De acordo com o compositor, a ideia da apresentação musical através das Lives tem como objetivo mostrar que o artista ainda está ali cantando, ainda que seja de forma online para angariar recursos financeiros.

"A Live é uma forma de você mostrar e continuar cantando de forma online para aquelas pessoas que gostam do seu trabalho, inclusive para algumas empresas que fazem eventos corporativos, é um meio de divulgar e angariar um dinheirinho também. Sabemos que as empresas hoje também passam por dificuldades, mas sempre tem alguém ali que diz, 'eu vou te ajudar sim', as vezes é uma permuta, manda uma pizza e a gente vai levando dessa forma, mas a palavra chave do momento é se reinventar. Temos artistas trabalhando como motorista de aplicativo, voltou a trabalhar na construção civil que está em alta e assim, cada um vai se reinventando", explicou.

Foto: Ney Silva/ Acorda Cidade

Atuante no período junino, o sanfoneiro Neném do Acordeon informou à reportagem do Acorda Cidade que cerca de 40 shows deixou de fazer entre o período de 2020 e o próximo São João, que não será realizado, e destacou a sensação terrível de ver uma agenda repleta de shows ser zerada em tão pouco tempo.

"A pandemia mexeu 100% na classe artística porque fomos os primeiros a suspender nossas atividades e não sabemos quando vamos retomar. É muito terrível você ter uma agenda com um planejamento anual, tudo certinho e de uma hora para outra, encerrar toda aquela programação e olhar para os quatro cantos, não ver uma solução. Se a pessoa não tiver fé em Deus, uma base familiar, essa pessoa pode ficar depressiva e do ano passado para cá, vamos completar dois anos sem nosso São João. Em média são cerca de 40 shows que deixei de fazer", disse.

O cantor, que também testou positivo para a doença, explicou que é muito triste ver outros colegas da mesma categoria zombando do vírus, mas só quem foi vítima sabe a luta que é enfrentar todos os sintomas.

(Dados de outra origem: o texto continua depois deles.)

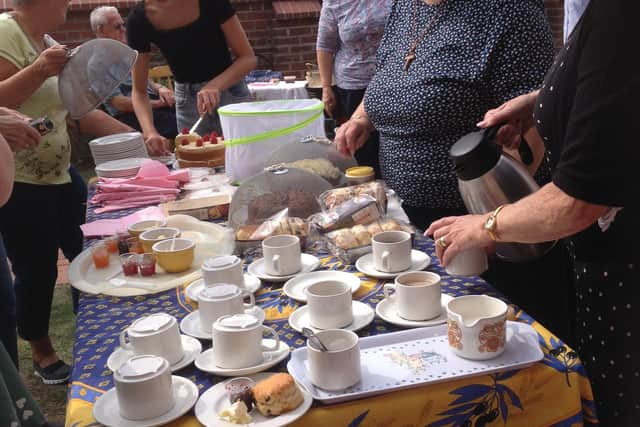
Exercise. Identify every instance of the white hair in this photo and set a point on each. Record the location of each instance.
(99, 15)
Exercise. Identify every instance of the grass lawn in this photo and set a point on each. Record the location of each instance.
(52, 398)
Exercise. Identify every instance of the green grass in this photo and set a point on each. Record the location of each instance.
(52, 398)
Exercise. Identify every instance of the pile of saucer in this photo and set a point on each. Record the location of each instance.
(124, 168)
(118, 146)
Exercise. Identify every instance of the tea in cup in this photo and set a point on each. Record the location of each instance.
(221, 300)
(338, 368)
(156, 334)
(237, 341)
(477, 326)
(144, 388)
(223, 269)
(282, 255)
(417, 295)
(330, 304)
(391, 251)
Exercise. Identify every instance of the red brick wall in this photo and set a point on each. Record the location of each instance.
(282, 33)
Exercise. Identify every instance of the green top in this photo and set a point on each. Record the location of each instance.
(48, 163)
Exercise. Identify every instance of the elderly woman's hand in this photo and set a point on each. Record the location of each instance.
(15, 128)
(516, 115)
(458, 233)
(51, 61)
(352, 135)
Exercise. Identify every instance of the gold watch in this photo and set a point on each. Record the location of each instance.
(491, 225)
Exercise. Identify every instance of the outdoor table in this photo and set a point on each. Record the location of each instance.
(552, 392)
(281, 90)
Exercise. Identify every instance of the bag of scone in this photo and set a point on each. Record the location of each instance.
(331, 199)
(349, 244)
(362, 209)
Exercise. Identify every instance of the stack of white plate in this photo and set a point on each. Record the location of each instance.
(123, 168)
(118, 146)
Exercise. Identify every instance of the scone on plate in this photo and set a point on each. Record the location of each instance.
(277, 394)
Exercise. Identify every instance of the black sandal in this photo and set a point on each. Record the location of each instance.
(56, 373)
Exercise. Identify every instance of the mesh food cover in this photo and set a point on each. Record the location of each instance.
(275, 189)
(316, 155)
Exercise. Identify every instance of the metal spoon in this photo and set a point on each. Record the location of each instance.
(314, 339)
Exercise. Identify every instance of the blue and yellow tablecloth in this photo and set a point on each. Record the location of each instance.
(553, 392)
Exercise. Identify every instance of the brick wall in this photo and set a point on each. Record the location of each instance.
(282, 33)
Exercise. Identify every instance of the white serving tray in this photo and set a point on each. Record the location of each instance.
(418, 357)
(211, 239)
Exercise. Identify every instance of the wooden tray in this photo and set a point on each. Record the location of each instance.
(211, 239)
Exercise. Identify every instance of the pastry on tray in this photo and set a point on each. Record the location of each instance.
(277, 394)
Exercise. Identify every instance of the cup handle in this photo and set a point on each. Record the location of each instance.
(252, 299)
(385, 260)
(276, 262)
(275, 336)
(389, 289)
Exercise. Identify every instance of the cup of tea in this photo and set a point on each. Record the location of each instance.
(144, 387)
(391, 251)
(221, 300)
(156, 334)
(237, 341)
(282, 255)
(330, 304)
(338, 368)
(416, 295)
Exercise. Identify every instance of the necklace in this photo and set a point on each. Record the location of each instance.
(417, 38)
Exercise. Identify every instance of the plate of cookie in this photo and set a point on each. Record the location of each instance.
(267, 399)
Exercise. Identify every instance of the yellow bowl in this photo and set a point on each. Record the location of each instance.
(140, 227)
(175, 260)
(155, 235)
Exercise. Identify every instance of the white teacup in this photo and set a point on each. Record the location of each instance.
(221, 300)
(223, 269)
(282, 255)
(338, 368)
(237, 341)
(330, 304)
(391, 251)
(472, 262)
(156, 334)
(477, 326)
(144, 387)
(417, 295)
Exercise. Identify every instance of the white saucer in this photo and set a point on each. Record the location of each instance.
(362, 316)
(190, 346)
(386, 310)
(309, 263)
(190, 325)
(215, 400)
(107, 411)
(205, 362)
(419, 261)
(251, 284)
(295, 288)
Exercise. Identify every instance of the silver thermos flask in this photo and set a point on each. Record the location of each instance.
(488, 178)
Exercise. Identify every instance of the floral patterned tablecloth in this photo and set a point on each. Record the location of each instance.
(553, 392)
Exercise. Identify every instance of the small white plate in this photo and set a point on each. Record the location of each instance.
(251, 284)
(205, 361)
(309, 263)
(362, 316)
(215, 400)
(419, 261)
(190, 325)
(107, 411)
(190, 346)
(296, 288)
(386, 310)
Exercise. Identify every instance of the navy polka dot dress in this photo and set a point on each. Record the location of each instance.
(478, 54)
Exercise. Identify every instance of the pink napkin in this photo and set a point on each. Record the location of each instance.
(108, 227)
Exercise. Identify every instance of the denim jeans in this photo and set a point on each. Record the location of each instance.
(187, 105)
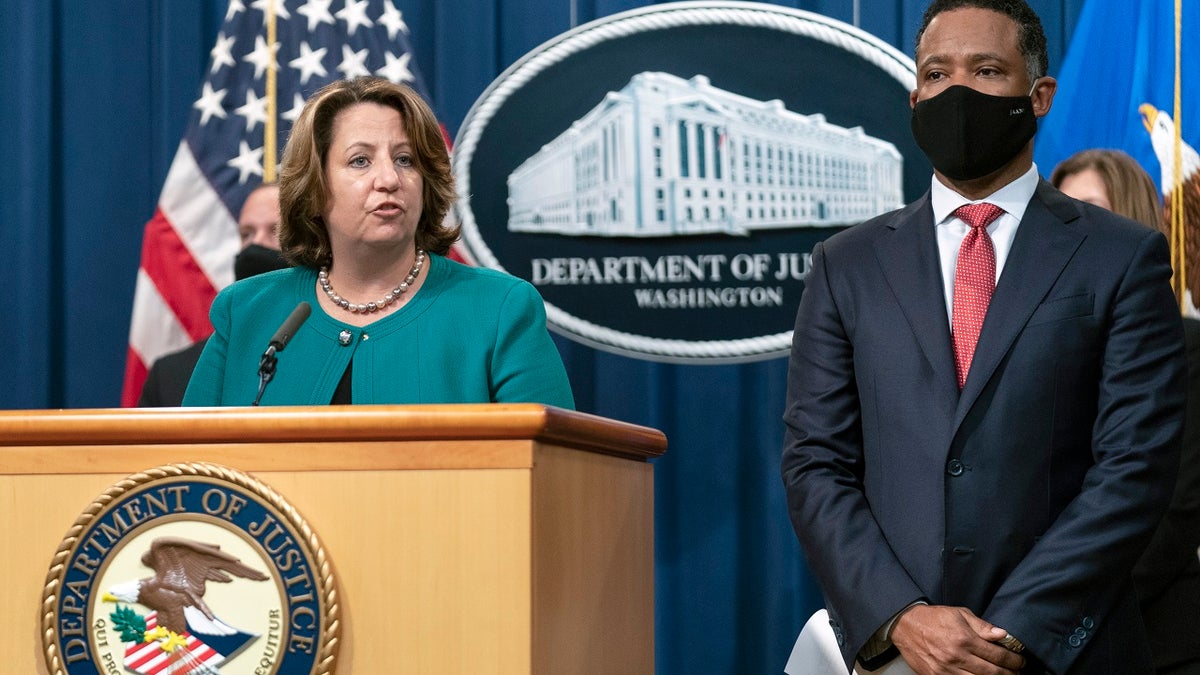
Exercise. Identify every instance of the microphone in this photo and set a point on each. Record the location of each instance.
(279, 341)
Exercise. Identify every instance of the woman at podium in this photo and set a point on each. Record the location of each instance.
(365, 184)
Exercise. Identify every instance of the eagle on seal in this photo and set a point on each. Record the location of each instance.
(183, 568)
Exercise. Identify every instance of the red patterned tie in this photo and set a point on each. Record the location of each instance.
(975, 279)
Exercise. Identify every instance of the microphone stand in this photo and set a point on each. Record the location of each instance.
(265, 371)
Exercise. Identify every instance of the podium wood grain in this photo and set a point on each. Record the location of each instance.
(493, 538)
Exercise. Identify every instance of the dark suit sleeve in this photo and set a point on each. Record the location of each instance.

"Eu tive covid-19 logo no início, passei por um perrengue muito grande e é muito difícil isso. Fico mais triste quando vejo amigos da nossa classe artística zombando da doença, mas eles só falam porque não tiveram e só quem sabe o peso da doença é quem fica dentro de casa trancado de 14 a 15 dias sem poder falar com ninguém, sentindo desconforto, febre. Mas graças a Deus, eu venci e só volto a trabalhar com a música quando toda esta situação estiver de forma 100% regulada. Eu digo isso porque quando eu saio para fazer shows, eu quero levar alegria para o público, eu quero levar entretenimento e isso está envolvido com aglomeração e é o que o vírus mais quer nesse momento, então já decidi com minha família que só retorno quando estiver de forma 100% controlada", ressaltou.

Como forma de se reinventar no mercado do trabalho, Neném do Acordeon hoje trabalha como entregador de encomendas, nova alternativa para 'sobreviver'.

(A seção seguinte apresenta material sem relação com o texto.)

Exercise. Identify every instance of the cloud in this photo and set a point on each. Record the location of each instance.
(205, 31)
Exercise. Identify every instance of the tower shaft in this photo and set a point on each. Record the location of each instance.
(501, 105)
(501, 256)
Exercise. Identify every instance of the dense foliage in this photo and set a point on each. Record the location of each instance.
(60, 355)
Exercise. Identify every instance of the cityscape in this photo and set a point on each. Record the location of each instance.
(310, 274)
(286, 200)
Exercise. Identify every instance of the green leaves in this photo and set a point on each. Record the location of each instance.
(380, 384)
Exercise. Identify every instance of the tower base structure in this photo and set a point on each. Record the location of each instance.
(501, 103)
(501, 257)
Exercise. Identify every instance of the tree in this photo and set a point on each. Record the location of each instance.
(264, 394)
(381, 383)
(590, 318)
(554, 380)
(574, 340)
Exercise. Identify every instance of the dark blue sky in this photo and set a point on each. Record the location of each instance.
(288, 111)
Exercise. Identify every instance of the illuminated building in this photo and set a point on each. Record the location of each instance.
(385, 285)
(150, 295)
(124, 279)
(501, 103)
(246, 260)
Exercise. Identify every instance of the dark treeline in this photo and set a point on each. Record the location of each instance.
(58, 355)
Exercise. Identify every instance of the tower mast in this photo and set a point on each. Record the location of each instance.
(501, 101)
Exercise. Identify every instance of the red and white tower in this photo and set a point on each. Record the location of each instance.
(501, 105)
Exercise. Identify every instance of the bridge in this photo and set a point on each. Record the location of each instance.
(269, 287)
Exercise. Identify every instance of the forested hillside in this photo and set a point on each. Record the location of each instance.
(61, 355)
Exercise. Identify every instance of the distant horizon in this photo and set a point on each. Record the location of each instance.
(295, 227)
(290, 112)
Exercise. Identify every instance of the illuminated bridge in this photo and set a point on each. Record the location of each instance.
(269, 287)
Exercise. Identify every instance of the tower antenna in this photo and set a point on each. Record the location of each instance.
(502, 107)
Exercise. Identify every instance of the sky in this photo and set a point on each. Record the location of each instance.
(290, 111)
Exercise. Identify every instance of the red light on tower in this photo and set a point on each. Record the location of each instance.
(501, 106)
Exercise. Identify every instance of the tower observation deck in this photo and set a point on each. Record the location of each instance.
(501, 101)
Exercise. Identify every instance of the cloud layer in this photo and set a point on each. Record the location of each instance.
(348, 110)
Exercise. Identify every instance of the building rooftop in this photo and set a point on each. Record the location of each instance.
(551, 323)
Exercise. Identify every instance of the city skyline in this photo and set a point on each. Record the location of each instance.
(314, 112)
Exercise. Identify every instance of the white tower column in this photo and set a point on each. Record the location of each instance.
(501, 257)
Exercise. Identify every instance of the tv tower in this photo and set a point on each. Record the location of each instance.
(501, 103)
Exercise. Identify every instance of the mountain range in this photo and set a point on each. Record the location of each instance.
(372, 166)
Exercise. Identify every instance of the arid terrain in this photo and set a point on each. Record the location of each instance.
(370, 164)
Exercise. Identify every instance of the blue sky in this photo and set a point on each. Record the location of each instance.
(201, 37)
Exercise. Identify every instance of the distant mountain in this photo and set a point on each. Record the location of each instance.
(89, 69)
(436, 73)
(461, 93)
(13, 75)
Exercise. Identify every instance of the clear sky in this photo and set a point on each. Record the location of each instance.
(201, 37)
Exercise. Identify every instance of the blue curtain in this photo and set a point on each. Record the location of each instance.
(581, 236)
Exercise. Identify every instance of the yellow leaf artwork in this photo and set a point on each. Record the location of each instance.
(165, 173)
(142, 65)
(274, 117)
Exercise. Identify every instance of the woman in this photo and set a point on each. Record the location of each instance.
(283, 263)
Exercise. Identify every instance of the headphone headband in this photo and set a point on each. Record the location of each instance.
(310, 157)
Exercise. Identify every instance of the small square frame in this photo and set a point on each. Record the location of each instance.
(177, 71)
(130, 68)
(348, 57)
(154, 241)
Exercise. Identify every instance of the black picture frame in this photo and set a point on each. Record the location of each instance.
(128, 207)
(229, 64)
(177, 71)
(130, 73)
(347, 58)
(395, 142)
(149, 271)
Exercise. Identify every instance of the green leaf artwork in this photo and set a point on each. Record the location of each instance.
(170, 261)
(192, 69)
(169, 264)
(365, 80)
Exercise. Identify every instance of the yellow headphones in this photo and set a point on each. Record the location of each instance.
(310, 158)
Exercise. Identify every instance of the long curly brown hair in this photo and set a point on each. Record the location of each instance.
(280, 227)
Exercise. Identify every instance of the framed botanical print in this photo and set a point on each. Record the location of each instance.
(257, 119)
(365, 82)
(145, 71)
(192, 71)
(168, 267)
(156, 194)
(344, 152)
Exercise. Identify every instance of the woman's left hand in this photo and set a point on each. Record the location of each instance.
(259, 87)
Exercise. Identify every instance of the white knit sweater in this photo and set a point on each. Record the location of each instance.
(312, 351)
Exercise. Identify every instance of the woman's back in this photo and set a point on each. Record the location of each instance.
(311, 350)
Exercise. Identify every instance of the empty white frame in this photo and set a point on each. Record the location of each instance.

"Tivemos alguns auxílios que nos ajudaram nesse momento, tenho colegas que hoje estão trabalhando como motorista de aplicativo, então são alternativas que tem ajudado bastante. Eu estou também nessa área de transporte, fazendo entregas, buscando essa outra opção para sobreviver, até porque eu sempre digo isso ao meu filho de 21 anos de idade, hoje quem está ganhando dinheiro no Brasil são donos de postos de combustíveis, farmácias e supermercados. Esse não é o momento da gente pensar em ganhar dinheiro e sim, sobreviver, por mais simples que seja, precisamos vencer essa pandemia sem passar fome, sem precisar de medicamentos e vamos fazendo o possível", destacou.

Desde os 11 anos de idade no mundo da música, Neném do Acordeon relatou que nesse momento, o mais ideal é manter o controle psicológico mesmo com a saudade de retornar para os palcos, mas a prioridade é vencer esta batalha da pandemia.

"Desde meus 11 anos de idade junto com meu pai lá na área de Jaguara, já começava a tocar, ainda era muito menino, mas a minha vida sempre foi dessa forma: estrada e palco. Quando a pandemia teve início, já imaginava que nossa categoria iria demorar para retomar com as atividades e me preparei psicologicamente, mas confesso que sinto muita saudades dos palcos, da gente ter aquele contato com as pessoas, levar alegria, mas o momento agora é complicado. Então que possamos continuar com esse controle psicológico para vencer esta batalha e exigir do governo que comprem as vacinas o mais rápido possível, porque abaixo de Deus nessa Terra, só a vacina é a solução deste problema", concluiu.